Objectives
To develop and internally validate risk prediction models identifying women at risk for cardiovascular severe maternal morbidity (CSMM).
Design
A retrospective cohort study.
Setting
An obstetric teaching hospital between 2007 and 2017.
Population
A total of 89 681 delivery hospitalisations.
Methods
We created and evaluated two models, one predicting CSMM at delivery (delivery model) and the other predicting CSMM postpartum following discharge from delivery hospitalisation (postpartum CSMM). We assessed model discrimination and calibration and used bootstrapping for internal validation.
Main outcome measures
Cardiovascular severe maternal morbidity comprised the following confirmed conditions: pulmonary oedema/acute heart failure, myocardial infarction, aneurysm, cardiac arrest/ventricular fibrillation, heart failure/arrest during surgery or procedure, cerebrovascular disorders, cardiogenic shock, conversion of cardiac rhythm and difficult‐to‐control severe hypertension.
Results
The delivery model contained 11 variables and 3 interaction terms. The strongest predictors were gestational hypertension, chronic hypertension, multiple gestation, cardiac lesions or valvular heart disease, maternal age ≥40 years and history of poor pregnancy outcome.
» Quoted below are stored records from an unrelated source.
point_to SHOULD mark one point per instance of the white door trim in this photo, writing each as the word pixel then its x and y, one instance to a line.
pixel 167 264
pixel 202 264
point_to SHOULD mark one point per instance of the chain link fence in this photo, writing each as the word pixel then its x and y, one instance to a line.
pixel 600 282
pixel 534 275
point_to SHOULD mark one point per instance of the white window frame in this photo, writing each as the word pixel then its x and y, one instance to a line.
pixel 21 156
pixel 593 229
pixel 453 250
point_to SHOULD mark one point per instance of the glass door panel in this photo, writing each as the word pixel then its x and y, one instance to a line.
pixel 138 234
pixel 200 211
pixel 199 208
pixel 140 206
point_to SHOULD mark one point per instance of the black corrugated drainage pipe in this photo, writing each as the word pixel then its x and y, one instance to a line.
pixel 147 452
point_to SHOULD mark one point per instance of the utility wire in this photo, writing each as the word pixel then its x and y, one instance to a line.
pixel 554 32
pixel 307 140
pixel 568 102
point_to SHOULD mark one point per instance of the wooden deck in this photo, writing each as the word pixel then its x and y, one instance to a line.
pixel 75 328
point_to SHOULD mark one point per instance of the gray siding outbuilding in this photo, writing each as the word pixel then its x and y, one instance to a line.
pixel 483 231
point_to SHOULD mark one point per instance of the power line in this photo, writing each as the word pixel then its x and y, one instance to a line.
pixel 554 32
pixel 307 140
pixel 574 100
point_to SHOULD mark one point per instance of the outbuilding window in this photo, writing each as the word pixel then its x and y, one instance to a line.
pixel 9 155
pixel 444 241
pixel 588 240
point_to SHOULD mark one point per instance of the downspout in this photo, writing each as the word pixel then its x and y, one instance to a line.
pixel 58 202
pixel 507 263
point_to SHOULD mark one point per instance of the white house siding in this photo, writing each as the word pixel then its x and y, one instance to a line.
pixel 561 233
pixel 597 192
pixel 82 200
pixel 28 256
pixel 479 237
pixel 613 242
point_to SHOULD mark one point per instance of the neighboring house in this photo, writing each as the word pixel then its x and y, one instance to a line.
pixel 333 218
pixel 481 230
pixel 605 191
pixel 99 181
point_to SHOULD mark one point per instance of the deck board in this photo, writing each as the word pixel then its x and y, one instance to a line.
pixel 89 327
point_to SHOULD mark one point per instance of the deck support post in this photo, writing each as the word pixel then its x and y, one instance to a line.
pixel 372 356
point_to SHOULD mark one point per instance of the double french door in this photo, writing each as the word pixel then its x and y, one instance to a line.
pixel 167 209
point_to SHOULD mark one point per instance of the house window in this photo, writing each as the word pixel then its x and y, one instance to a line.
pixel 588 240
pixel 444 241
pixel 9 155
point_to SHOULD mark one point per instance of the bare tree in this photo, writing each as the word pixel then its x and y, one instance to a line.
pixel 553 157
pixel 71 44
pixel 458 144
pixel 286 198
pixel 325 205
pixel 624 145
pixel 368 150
The postpartum model comprised eight variables. The strongest predictors were severe pre‐eclampsia, non‐Hispanic Black race/ethnicity, chronic hypertension, gestational hypertension, non‐severe pre‐eclampsia and maternal age ≥40 years at delivery. The delivery and postpartum models had an area under the receiver operating characteristic curve of 0.87 (95% CI 0.85–0.89) and 0.85 (95% CI 0.80–0.90), respectively. Both models were adequately calibrated and performed well on internal validation.
Conclusions
These tools may help providers to identify women at highest risk of CSMM and enable future prevention measures.
Tweetable abstract
Risk assessment tools for cardiovascular severe maternal morbidity were developed and internally validated.